Conférence de Dominique Seux

Le directeur délégué de la rédaction des Echos et éditorialiste sur France Inter nous a livré sa vision à l’issue de notre dernière Assemblée générale

Dominique Seux, journaliste économique bien connu, était invité à s’exprimer après l’assemblée générale des Semaines Sociales, le jeudi 15 juin dernier, dans une salle du quartier Montparnasse à Paris. Agé de 61 ans, Dominique Seux est directeur délégué de la rédaction des Echos et éditorialiste sur France Inter. Le conférencier nous a expliqué les grandes tendances qui caractérisent à ses yeux l’actualité économico-sociale, tant en France que dans le monde, et essayé d’anticiper sur ce que sera demain.

Plusieurs convictions animent ce journaliste qui se réclame de la foi chrétienne (voir encadré), et d’abord celle que nous vivons dans un monde « de l’externalité ». Plus qu’autrefois, de multiples contraintes extérieures s’imposent à nos dirigeants et le système libéral a bien du mal à les gérer : montée des autocraties, crise climatique, raréfaction des ressources…. Nous assistons de ce fait à un retour des souverainetés mais aussi à la montée des extrêmes en politique et à une certaine culture (singulièrement en France) que Dominique Seux appelle le … « tout-doit-pétisme » : comme s’il s’agissait d’attiser toujours le feu dans la vaine perspective qu’il en sorte du bon. A ce sujet, notre conférencier déplore les effets délétères des réseaux sociaux, sur le mode du « saint Thomas inversé », selon son expression : « il ne s’agit plus de croire ce que l’on voit, mais de voir ce que l’on veut croire ».
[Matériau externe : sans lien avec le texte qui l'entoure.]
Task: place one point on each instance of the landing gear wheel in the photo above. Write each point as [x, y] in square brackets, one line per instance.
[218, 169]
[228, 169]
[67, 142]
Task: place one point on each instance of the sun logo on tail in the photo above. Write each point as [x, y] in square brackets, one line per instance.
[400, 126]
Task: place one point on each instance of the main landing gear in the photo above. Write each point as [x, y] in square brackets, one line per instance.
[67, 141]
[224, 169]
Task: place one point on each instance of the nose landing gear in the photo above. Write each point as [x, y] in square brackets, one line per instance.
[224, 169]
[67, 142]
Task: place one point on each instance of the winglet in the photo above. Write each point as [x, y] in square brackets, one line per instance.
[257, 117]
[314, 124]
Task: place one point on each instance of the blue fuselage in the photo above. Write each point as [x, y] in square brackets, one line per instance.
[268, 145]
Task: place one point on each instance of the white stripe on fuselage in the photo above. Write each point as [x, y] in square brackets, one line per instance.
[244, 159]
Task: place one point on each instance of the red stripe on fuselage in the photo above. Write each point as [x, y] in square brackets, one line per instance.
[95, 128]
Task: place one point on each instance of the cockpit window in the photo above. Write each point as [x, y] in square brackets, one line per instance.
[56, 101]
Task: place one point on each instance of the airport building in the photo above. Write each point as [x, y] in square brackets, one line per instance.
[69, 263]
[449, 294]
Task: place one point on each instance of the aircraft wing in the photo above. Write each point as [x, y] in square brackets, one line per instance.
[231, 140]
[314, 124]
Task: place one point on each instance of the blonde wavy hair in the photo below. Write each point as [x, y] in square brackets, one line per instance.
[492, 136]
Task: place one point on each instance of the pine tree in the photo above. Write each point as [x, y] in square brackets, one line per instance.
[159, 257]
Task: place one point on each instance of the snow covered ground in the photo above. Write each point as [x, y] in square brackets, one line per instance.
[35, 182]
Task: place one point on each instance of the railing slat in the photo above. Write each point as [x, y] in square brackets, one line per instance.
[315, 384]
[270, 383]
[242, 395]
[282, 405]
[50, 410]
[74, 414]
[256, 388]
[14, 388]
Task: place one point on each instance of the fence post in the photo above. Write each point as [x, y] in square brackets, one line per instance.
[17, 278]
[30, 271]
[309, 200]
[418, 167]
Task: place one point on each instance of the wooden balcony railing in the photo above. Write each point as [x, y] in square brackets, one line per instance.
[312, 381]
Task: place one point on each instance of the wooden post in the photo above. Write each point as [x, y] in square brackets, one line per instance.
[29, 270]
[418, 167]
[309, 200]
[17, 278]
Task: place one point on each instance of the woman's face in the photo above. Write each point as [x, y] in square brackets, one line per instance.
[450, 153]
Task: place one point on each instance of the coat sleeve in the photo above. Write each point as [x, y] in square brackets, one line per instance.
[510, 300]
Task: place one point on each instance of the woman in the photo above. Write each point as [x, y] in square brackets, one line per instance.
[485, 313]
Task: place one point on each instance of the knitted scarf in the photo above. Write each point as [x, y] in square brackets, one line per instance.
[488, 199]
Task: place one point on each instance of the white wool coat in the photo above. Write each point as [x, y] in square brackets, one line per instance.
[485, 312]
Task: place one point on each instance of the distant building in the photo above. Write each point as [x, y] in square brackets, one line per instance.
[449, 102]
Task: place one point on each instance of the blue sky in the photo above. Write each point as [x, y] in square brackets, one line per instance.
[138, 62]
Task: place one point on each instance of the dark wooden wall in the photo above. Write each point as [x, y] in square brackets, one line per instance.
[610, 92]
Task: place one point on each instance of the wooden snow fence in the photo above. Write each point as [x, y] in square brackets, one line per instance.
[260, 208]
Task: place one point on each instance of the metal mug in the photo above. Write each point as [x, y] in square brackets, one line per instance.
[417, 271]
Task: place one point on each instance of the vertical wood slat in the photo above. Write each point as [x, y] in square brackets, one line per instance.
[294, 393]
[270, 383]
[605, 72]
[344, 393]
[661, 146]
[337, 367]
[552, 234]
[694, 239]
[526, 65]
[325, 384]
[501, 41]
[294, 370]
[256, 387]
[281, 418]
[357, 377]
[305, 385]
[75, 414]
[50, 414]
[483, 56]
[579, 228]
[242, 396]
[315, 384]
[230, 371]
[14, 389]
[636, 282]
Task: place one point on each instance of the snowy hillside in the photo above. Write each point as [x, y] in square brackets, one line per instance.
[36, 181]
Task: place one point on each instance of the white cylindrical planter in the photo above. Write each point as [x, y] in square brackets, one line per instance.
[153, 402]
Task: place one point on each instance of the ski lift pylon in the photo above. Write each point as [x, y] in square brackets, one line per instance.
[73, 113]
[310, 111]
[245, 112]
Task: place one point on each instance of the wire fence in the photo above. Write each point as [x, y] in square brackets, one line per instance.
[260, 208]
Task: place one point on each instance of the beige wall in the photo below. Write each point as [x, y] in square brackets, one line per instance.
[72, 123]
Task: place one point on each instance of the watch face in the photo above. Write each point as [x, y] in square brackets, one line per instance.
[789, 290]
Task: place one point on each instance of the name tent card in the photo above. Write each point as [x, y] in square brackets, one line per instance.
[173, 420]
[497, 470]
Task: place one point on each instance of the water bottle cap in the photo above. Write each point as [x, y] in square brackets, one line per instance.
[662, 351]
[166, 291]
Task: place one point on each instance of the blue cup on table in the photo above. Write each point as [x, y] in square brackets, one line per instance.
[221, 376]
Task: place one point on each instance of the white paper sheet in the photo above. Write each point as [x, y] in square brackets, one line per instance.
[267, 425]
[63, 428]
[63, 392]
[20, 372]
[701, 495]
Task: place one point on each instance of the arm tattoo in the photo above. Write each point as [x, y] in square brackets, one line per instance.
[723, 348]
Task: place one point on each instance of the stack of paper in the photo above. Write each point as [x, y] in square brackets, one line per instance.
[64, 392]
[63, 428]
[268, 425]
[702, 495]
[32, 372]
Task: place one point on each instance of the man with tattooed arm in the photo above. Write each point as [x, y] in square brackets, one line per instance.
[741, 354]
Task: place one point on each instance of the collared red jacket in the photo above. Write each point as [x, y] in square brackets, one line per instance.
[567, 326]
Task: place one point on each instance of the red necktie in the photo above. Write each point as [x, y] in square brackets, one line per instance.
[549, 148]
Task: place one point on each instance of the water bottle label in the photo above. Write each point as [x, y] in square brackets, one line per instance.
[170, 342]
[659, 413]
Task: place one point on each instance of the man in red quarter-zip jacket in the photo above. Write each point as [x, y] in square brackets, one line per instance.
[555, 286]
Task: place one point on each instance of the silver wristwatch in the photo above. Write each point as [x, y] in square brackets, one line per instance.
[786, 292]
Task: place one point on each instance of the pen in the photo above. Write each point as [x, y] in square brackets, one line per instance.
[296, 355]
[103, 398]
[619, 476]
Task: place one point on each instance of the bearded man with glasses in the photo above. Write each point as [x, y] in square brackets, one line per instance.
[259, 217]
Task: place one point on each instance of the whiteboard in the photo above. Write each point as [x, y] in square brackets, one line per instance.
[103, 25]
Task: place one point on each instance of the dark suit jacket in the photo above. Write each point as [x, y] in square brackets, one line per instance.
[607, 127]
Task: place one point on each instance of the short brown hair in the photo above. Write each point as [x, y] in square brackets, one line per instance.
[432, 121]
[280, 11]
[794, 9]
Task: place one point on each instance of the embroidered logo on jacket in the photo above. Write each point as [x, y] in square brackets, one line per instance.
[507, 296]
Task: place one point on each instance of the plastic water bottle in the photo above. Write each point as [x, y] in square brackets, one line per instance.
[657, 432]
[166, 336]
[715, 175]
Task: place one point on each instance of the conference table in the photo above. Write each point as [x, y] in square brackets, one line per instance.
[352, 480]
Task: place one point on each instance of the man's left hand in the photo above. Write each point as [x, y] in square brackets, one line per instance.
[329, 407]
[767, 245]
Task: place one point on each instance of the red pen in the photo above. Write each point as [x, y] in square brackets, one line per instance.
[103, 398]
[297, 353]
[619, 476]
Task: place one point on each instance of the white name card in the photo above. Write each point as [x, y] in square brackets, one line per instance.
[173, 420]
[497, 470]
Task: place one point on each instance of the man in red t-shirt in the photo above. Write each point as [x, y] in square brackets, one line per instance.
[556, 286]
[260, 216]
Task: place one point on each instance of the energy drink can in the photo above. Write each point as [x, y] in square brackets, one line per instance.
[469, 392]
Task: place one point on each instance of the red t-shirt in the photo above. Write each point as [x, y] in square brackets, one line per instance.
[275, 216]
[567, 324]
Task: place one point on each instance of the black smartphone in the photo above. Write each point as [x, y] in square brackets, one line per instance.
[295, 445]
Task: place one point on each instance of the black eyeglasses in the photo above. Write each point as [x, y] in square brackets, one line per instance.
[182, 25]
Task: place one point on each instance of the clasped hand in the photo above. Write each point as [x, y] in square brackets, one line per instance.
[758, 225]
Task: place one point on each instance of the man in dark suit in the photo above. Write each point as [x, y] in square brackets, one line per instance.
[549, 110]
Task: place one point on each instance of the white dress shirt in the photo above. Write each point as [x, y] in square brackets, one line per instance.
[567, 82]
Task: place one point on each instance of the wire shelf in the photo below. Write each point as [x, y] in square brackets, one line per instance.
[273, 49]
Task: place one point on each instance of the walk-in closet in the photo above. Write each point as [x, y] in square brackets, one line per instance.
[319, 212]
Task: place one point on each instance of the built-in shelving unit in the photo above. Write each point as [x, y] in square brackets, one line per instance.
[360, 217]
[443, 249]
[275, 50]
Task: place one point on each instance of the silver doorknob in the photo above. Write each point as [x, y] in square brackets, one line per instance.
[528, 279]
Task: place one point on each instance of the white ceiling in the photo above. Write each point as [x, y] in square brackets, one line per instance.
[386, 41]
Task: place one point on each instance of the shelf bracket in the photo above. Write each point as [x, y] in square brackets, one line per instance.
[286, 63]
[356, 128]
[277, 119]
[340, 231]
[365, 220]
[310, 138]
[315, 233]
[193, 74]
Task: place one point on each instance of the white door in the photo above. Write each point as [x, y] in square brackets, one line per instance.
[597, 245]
Une autre de ses convictions est que « la terre n’est plus plate ». Les échanges commerciaux deviennent moins fluides, les protections se rétablissent aux frontières. Personne ne l’avait prévu mais nous nous engageons dans une sorte de « mondialisation inversée ». Depuis la pandémie, singulièrement, nous prenons garde à ne plus trop dépendre dans nos échanges de pays comme la Chine. Nous pratiquons le « derisking » : répartir les risques de dépendance à l’égard de l’étranger. L’Europe nous est fort utile en ce domaine. En dépit des Cassandre, « elle a gagné la bataille de l’unité, celle de l’euro, celle du Brexit ».
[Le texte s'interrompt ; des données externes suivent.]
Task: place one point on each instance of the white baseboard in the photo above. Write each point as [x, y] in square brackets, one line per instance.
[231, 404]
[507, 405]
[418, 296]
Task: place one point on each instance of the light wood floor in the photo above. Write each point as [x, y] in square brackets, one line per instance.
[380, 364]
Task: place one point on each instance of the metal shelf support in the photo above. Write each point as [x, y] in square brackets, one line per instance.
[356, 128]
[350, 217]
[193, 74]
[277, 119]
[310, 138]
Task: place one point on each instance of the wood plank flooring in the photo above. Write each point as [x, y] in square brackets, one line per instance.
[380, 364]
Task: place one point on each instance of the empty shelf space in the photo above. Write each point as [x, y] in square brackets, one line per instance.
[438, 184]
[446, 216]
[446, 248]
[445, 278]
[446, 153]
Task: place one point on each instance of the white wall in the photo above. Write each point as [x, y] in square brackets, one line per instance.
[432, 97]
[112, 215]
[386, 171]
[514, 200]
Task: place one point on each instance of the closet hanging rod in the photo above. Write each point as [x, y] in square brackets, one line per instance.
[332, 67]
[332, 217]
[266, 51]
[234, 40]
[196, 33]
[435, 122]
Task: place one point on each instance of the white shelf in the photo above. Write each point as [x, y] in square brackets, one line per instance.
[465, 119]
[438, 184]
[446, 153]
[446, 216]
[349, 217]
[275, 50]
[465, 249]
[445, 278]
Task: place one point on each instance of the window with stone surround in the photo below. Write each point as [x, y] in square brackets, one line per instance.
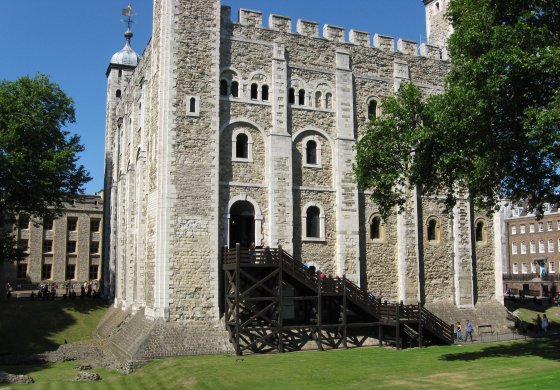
[376, 228]
[265, 93]
[242, 146]
[433, 230]
[313, 223]
[22, 270]
[481, 232]
[301, 97]
[70, 271]
[46, 271]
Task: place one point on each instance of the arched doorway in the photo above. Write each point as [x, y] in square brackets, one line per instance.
[241, 224]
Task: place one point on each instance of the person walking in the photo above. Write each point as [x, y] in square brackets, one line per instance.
[468, 330]
[544, 324]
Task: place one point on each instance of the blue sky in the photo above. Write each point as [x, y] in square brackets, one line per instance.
[72, 41]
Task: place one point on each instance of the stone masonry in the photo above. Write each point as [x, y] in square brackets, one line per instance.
[230, 132]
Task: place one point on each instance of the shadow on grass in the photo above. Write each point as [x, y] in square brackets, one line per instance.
[545, 347]
[29, 327]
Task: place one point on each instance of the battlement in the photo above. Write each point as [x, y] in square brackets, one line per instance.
[251, 18]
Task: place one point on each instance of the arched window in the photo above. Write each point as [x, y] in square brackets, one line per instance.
[318, 99]
[291, 96]
[433, 230]
[223, 88]
[376, 228]
[313, 224]
[235, 89]
[254, 91]
[242, 146]
[328, 101]
[265, 93]
[301, 97]
[372, 109]
[311, 153]
[480, 233]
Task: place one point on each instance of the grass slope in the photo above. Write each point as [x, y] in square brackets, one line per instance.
[28, 327]
[516, 365]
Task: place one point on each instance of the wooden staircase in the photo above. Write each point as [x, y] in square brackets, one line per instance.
[273, 304]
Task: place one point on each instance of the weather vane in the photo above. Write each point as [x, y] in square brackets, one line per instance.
[129, 14]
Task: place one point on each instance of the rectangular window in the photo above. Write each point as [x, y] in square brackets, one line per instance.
[94, 247]
[48, 223]
[22, 271]
[70, 271]
[23, 244]
[23, 221]
[72, 224]
[94, 225]
[71, 247]
[93, 272]
[47, 246]
[46, 272]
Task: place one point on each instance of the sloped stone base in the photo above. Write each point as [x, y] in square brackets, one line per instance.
[484, 313]
[135, 339]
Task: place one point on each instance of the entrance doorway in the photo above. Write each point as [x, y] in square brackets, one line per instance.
[241, 224]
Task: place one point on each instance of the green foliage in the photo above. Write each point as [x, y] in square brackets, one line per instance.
[496, 130]
[38, 156]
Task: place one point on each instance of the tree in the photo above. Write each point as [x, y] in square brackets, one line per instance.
[495, 132]
[38, 157]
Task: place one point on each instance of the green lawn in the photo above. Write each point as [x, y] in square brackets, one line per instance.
[516, 365]
[28, 327]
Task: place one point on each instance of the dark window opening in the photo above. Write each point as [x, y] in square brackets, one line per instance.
[235, 89]
[313, 228]
[301, 97]
[291, 96]
[372, 109]
[375, 229]
[311, 152]
[242, 146]
[265, 93]
[223, 88]
[254, 91]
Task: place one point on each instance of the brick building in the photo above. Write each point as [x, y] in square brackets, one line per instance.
[67, 248]
[533, 251]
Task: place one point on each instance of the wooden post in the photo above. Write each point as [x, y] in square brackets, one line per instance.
[319, 313]
[279, 324]
[237, 286]
[344, 314]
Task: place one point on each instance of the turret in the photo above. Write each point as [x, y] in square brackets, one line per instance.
[438, 26]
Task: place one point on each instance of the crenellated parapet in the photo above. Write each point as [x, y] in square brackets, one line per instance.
[306, 28]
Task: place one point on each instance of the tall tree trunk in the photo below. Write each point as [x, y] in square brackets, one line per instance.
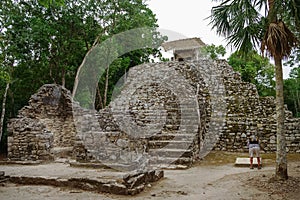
[63, 77]
[3, 110]
[281, 161]
[106, 86]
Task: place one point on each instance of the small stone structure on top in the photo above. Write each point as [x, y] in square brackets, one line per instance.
[184, 49]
Dans ce contexte de démondialisation relative, nous n’en avons pas fini avec l’inflation apparue depuis la guerre en Ukraine. De l’avis de Dominique Seux (mais il admet que les journalistes se sont beaucoup trompés par le passé…), elle va s’installer durablement à un niveau de 3 à 4% : ce qui n’est pas forcément une mauvaise nouvelle pour la fluidité des échanges. Sur un tout autre sujet, le conférencier constate une évolution générale des mentalités quant au rapport au travail. Non, il n’est pas vrai que tout le monde est devenu malheureux dans son activité professionnelle mais les jeunes générations aspirent à une demande accrue de sens, d’autonomie, et elles manifestent une moindre loyauté à l’égard de l’entreprise.
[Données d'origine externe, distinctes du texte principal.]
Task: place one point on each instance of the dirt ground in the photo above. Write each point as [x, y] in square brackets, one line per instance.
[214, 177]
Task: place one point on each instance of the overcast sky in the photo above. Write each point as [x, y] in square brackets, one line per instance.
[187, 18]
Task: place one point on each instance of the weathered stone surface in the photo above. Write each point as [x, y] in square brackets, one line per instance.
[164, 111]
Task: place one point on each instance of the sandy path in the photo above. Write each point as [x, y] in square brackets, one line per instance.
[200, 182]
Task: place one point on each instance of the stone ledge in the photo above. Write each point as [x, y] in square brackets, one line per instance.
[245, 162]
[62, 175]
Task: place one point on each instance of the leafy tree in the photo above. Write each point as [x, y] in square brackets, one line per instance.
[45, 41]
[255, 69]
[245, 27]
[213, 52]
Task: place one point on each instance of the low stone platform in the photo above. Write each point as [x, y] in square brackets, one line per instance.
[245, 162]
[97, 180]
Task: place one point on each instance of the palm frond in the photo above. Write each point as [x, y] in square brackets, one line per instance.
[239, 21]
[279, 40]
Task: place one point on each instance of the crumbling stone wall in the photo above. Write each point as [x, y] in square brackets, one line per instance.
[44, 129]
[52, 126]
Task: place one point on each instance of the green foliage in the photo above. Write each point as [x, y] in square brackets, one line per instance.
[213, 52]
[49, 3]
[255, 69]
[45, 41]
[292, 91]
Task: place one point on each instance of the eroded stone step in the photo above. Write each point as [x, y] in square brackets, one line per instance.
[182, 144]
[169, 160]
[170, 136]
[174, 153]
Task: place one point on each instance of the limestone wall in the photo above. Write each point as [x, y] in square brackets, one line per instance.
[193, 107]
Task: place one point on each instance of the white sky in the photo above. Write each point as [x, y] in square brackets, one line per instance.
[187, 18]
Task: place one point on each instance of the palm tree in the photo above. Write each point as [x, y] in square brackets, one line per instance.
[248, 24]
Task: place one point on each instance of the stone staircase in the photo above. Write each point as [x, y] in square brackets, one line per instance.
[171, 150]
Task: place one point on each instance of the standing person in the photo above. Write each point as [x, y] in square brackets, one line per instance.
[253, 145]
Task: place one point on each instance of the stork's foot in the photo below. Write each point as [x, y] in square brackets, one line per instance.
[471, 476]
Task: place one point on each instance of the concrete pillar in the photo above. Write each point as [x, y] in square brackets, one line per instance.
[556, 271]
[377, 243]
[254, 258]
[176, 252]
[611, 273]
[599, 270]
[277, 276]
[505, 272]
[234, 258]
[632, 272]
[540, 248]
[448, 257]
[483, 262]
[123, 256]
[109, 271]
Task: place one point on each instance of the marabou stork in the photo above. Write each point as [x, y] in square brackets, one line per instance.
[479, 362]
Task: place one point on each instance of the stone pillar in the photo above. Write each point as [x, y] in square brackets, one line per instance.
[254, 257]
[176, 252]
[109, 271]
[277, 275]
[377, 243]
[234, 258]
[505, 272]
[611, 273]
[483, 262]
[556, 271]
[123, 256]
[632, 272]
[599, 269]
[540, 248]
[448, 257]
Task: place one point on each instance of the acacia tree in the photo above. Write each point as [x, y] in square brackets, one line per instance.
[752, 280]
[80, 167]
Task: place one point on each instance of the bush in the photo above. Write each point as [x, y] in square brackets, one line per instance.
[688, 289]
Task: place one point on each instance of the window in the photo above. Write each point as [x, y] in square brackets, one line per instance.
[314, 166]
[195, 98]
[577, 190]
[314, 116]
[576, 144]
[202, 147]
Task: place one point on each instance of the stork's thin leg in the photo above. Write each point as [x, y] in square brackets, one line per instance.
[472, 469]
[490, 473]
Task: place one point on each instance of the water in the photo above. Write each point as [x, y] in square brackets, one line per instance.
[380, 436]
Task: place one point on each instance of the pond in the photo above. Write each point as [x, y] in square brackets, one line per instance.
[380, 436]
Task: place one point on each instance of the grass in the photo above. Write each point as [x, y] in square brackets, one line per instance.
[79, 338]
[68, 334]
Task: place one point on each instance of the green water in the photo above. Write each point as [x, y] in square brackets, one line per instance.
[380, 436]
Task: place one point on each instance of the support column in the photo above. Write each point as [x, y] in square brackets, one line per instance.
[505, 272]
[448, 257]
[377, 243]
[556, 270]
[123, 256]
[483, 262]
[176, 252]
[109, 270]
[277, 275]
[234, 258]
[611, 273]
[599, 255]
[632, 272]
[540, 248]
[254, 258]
Le directeur délégué des Echos constate, d’autre part, que la crise climatique devient un fait d’évidence pour tous : surtout depuis qu’elle se manifeste dans l’évolution même de notre météo, ce qui n’était pas encore le cas il y a cinq ou dix ans. Cette crise va s’imposer comme une thématique centrale dans nos économies. Pour autant, le débat ne se situe pas entre croissance économique et décroissance, « car il faut que certaines activités croissent mais que d’autres décroissent » (celles qui produisent trop de Co2). A cet égard, Dominique Seux se réjouit de constater un début de découplage entre croissance et émission de gaz à effet de serre. La crise climatique va néanmoins exiger de la constance dans l’effort. La difficulté est de nous résoudre à agir au niveau local alors que les principaux enjeux sont internationaux : « comment persuader les Européens de faire beaucoup plus pour l’environnement sans qu’ils en mesurent les effets tangibles pour eux-mêmes ? »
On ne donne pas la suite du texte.